Saturday, 5 January 2013

vegan banana coconut layer cheesecake


i know right? it sounds too good to be true!

well, ever since i first discovered that vegan cheesecake is attainable (with a fabulous dark chocolate cheesecake), i've been hooked. i also created this wonderful pumpkin spice cheesecake a while back.

well, ever since i made this amazing discovery, i've had this little idea growing in the back of my mind... remember how i ranted about dessert silken tofu back in the fall? well i've found a way to bring dessert tofu and vegan cheesecake together. at last.

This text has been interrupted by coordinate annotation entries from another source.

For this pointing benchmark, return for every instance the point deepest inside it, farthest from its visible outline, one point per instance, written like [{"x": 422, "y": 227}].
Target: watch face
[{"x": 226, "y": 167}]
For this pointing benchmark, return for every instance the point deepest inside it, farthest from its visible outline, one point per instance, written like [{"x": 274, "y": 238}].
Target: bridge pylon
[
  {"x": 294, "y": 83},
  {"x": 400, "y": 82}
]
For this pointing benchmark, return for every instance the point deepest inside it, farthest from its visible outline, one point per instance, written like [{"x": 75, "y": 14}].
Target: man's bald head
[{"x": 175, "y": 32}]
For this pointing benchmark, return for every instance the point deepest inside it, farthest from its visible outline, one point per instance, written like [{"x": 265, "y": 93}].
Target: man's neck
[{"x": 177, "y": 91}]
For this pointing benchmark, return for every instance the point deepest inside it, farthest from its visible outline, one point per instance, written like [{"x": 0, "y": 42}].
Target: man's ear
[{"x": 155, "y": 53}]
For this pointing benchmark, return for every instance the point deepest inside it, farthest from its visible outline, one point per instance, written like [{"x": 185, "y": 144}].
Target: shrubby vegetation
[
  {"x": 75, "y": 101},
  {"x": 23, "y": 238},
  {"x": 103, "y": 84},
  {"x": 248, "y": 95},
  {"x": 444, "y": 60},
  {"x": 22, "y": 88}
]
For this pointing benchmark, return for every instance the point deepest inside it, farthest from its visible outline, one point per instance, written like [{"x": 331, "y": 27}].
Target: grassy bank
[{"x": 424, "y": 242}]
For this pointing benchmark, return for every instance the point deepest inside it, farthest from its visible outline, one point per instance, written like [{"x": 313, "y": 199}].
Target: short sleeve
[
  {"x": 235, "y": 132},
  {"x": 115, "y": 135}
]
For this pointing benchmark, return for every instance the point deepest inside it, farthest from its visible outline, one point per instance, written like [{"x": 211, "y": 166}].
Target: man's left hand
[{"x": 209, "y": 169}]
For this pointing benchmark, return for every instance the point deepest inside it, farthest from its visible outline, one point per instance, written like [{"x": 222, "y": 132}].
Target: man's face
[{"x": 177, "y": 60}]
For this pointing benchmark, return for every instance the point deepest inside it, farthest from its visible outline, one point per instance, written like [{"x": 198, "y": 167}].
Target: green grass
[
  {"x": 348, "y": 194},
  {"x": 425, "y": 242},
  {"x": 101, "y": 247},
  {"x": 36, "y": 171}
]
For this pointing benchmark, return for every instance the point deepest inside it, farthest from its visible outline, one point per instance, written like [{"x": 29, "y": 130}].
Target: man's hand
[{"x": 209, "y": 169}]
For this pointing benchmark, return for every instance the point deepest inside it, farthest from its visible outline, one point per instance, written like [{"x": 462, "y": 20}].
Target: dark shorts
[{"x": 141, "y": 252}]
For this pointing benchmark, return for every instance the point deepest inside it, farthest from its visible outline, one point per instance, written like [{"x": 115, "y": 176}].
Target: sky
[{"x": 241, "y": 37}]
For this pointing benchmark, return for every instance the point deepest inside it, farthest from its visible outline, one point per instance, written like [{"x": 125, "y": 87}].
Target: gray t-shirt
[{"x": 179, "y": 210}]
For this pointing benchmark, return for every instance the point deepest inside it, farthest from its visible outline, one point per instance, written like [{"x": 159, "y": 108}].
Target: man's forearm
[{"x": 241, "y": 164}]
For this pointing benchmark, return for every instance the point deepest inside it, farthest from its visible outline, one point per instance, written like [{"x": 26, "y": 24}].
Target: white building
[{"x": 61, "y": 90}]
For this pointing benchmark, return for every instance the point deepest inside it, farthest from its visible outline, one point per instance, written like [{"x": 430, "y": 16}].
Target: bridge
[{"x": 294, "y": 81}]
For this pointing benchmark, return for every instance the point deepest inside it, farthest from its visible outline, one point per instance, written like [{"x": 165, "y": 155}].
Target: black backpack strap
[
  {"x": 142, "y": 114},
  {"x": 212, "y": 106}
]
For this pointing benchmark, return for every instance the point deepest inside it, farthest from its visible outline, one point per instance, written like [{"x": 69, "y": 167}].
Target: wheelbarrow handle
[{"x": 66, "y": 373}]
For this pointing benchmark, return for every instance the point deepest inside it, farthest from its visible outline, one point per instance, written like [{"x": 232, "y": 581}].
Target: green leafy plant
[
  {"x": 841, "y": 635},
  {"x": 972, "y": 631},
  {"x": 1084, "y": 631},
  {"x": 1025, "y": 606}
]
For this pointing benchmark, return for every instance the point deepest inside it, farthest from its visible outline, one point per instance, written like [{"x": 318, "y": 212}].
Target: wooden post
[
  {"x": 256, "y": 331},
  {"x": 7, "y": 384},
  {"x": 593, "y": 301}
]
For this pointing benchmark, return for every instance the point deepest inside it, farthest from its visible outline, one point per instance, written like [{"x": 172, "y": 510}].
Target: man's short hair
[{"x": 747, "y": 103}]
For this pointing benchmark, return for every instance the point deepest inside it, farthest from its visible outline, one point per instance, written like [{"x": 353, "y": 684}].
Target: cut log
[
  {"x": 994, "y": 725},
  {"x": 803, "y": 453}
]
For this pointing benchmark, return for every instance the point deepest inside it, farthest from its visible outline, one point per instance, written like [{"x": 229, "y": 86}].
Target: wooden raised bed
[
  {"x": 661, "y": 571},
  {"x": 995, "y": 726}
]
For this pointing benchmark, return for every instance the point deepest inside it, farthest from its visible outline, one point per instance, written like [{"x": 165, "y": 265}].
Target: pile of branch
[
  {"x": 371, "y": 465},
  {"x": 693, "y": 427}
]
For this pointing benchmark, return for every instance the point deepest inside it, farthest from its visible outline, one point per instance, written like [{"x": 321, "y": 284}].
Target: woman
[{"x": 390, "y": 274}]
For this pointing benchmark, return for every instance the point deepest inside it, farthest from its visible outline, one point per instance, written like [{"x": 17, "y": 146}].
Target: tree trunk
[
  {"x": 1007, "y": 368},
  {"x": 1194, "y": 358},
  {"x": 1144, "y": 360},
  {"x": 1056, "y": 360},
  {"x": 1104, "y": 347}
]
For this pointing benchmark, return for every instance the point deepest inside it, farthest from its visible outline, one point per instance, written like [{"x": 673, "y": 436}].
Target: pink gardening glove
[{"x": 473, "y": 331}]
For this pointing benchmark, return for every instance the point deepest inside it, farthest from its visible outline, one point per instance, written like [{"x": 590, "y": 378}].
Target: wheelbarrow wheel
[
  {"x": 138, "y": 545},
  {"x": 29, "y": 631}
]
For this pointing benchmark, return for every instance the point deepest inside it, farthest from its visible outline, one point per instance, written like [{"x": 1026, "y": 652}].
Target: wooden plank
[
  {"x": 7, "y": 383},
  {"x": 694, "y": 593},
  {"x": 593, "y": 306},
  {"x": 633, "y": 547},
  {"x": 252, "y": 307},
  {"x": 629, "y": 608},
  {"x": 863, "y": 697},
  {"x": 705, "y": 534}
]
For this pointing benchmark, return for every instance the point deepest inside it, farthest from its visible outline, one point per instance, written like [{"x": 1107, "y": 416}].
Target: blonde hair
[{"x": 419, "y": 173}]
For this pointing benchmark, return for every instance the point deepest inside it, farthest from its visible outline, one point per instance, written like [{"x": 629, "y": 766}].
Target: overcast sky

this dessert tofu comes in lots of different flavours (i think next i'll try custard/maple caramel layers), so the options are endless!

how can you go wrong??

**as i made it, this recipe is not gluten free. i tagged it as such because it would be super easy to adapt, i have included substitutions**


ingredients:

1 c graham cracker crumbs (gluten free graham crackers, or crushed gf cookies)
1/4 c margarine or earth balance buttery spread
2 packages (300g each) dessert tofu. 1 banana, 1 coconut *
4 t egg replacer powder (i used ener-g brand)
1 T lemon juice
1/2 c sugar
1/4 c flour (i used 1/8 c coconut flour, 1/8 c wheat flour, but rice flour would work as well)


*these are made by sunrise soya. it's a canadian company, so i'm not sure if you can get them/an equivalent product outside canada. sorry, friends.

to make:

start with the crust! in a food processor, mix graham cracker crumbs and melted margarine, mixing as you add the margarine.

press into the bottom of a medium sized cheesecake pan.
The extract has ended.